Mataram (Ekbis NTB) — Perum Bulog Kantor Wilayah Nusa Tenggara Barat (NTB) memastikan stok beras di daerah tersebut dalam kondisi aman hingga tahun depan. Bersamaan dengan itu, Bulog juga bersiap menyalurkan bantuan pangan beras alokasi Juli 2026 kepada lebih dari 856 ribu penerima manfaat.
Pemimpin Wilayah Bulog NTB, Mara Kamin Siregar, menyatakan bahwa penyaluran bantuan pangan untuk alokasi sebelumnya telah rampung 100 persen per 30 Juni 2026, dengan menyasar 856.131 Penerima Bantuan Pangan (PBP).
“Alhamdulillah, penyaluran alokasi sebelumnya sudah selesai 100 persen.
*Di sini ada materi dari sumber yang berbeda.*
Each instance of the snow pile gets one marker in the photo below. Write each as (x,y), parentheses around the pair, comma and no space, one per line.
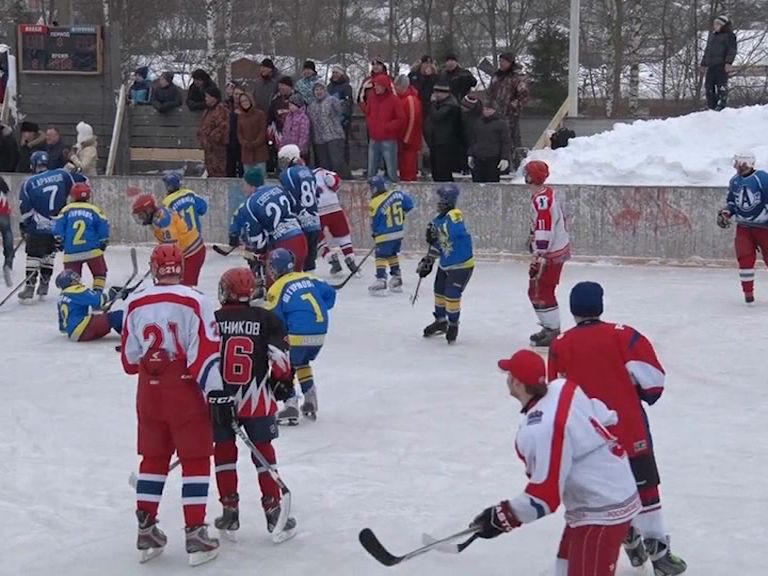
(696,149)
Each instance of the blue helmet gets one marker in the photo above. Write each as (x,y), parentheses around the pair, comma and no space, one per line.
(66,279)
(281,262)
(378,184)
(172,181)
(39,158)
(447,196)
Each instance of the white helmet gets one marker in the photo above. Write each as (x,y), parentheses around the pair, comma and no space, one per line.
(288,154)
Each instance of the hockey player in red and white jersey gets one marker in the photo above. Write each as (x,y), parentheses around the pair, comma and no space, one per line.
(569,457)
(333,221)
(170,340)
(618,366)
(550,246)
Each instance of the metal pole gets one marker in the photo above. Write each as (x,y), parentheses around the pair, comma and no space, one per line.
(573,61)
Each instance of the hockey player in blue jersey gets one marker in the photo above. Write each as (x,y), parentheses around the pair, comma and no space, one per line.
(80,316)
(42,197)
(387,209)
(302,302)
(747,204)
(450,242)
(82,231)
(300,182)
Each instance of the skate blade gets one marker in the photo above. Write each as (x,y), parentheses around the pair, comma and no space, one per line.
(198,558)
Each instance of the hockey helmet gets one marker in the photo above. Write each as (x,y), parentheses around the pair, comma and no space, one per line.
(281,261)
(536,172)
(67,278)
(237,285)
(144,208)
(167,264)
(80,192)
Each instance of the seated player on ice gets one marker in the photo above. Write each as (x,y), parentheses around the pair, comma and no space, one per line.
(302,302)
(256,371)
(79,308)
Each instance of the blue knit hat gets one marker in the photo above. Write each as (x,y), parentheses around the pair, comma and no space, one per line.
(587,300)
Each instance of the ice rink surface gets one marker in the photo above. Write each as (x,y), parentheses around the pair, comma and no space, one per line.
(412,435)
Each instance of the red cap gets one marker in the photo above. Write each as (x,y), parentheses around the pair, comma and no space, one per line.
(526,366)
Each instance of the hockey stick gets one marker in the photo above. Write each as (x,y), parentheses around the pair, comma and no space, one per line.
(352,274)
(278,532)
(374,547)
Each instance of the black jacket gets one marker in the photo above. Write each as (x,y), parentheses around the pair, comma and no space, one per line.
(721,48)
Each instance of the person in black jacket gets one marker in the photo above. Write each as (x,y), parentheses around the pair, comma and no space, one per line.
(717,62)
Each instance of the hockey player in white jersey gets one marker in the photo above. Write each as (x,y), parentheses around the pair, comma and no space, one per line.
(571,458)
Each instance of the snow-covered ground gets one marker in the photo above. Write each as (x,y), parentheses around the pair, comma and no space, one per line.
(412,436)
(692,150)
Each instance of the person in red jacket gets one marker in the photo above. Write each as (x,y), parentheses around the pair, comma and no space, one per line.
(409,145)
(385,118)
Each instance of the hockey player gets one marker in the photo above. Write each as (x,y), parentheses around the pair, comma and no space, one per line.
(550,247)
(333,221)
(747,204)
(82,230)
(569,457)
(618,366)
(170,228)
(300,183)
(449,242)
(76,319)
(42,196)
(302,302)
(252,339)
(170,340)
(387,209)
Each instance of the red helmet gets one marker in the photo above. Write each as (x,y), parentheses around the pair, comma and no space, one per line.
(536,172)
(80,192)
(167,264)
(237,285)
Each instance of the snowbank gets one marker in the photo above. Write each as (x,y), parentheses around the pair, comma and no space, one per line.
(696,149)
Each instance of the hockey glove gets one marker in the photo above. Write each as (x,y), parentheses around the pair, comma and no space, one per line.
(496,520)
(222,407)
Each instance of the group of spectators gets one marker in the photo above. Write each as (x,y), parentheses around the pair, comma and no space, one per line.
(15,152)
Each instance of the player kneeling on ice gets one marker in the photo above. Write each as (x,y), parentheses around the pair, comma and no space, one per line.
(747,204)
(450,242)
(387,208)
(256,370)
(171,342)
(550,246)
(569,456)
(82,231)
(302,302)
(75,304)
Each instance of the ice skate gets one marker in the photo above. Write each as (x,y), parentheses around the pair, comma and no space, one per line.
(201,548)
(439,326)
(664,562)
(272,510)
(309,407)
(544,337)
(634,548)
(289,416)
(151,540)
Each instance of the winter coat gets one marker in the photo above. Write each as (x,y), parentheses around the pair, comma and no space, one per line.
(721,48)
(252,134)
(414,117)
(342,91)
(384,113)
(166,99)
(326,115)
(491,138)
(296,130)
(509,92)
(460,81)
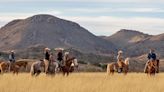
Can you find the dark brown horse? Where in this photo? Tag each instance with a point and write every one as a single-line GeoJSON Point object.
{"type": "Point", "coordinates": [152, 67]}
{"type": "Point", "coordinates": [66, 69]}
{"type": "Point", "coordinates": [112, 67]}
{"type": "Point", "coordinates": [4, 66]}
{"type": "Point", "coordinates": [21, 63]}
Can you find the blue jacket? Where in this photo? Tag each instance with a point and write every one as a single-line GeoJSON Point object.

Bantuan yang disalurkan berupa beras 10 kilogram dan minyak goreng 2 liter yang diberikan sekaligus untuk dua bulan alokasi,” ujar Regar, Senin (6/7/2026).
Untuk penyaluran periode Juli 2026, Bulog kini tengah menunggu keputusan resmi dari pemerintah pusat. Berbeda dari sebelumnya, bantuan kali ini dipastikan hanya berupa beras sebanyak 10 kilogram untuk satu bulan alokasi, tanpa disertai minyak goreng.
“Insya Allah pada Juli ini akan kembali disalurkan bantuan beras 10 kilogram. Untuk sementara, jumlah penerima masih sama, yakni 856.131 PBP,” katanya.
Dengan jumlah tersebut, kebutuhan beras untuk satu bulan penyaluran diperkirakan mencapai 8.561 ton. Regar memastikan seluruh kebutuhan logistik tersebut telah siap di gudang agar proses distribusi berjalan lancar.
Stok Melimpah dan Mitigasi Kekeringan
Di sisi lain, Bulog NTB mencatat ketersediaan Cadangan Beras Pemerintah (CBP) berada pada level yang sangat aman, yakni mencapai 268.564 ton setara beras. Tingginya stok ini dipicu oleh capaian pengadaan yang melampaui target serta meningkatnya produktivitas petani lokal.
“Stok beras kita cukup aman sampai dengan tahun depan. Bahkan saat ini kami masih terus menyerap hasil panen petani,” ungkapnya.
Kondisi surplus ini membuat NTB optimistis menghadapi potensi musim kemarau dan ancaman kekeringan yang sempat diprediksi BMKG, tanpa khawatir mengganggu stabilitas pangan masyarakat.
Selain mengamankan kebutuhan domestik, Bulog NTB juga terus menyuplai beras ke provinsi tetangga, seperti Bali dan Nusa Tenggara Timur (NTT). Hingga kini, volume distribusi ke kedua daerah tersebut telah menembus angka 5.000 ton. Pihaknya menyatakan pengiriman lanjutan akan terus disesuaikan dengan kebutuhan masing-masing wilayah.
“Insya Allah stok aman. Kalau pun ada ancaman kekeringan, kami pastikan cadangan beras pemerintah di NTB tetap mencukupi,” tegas Regar.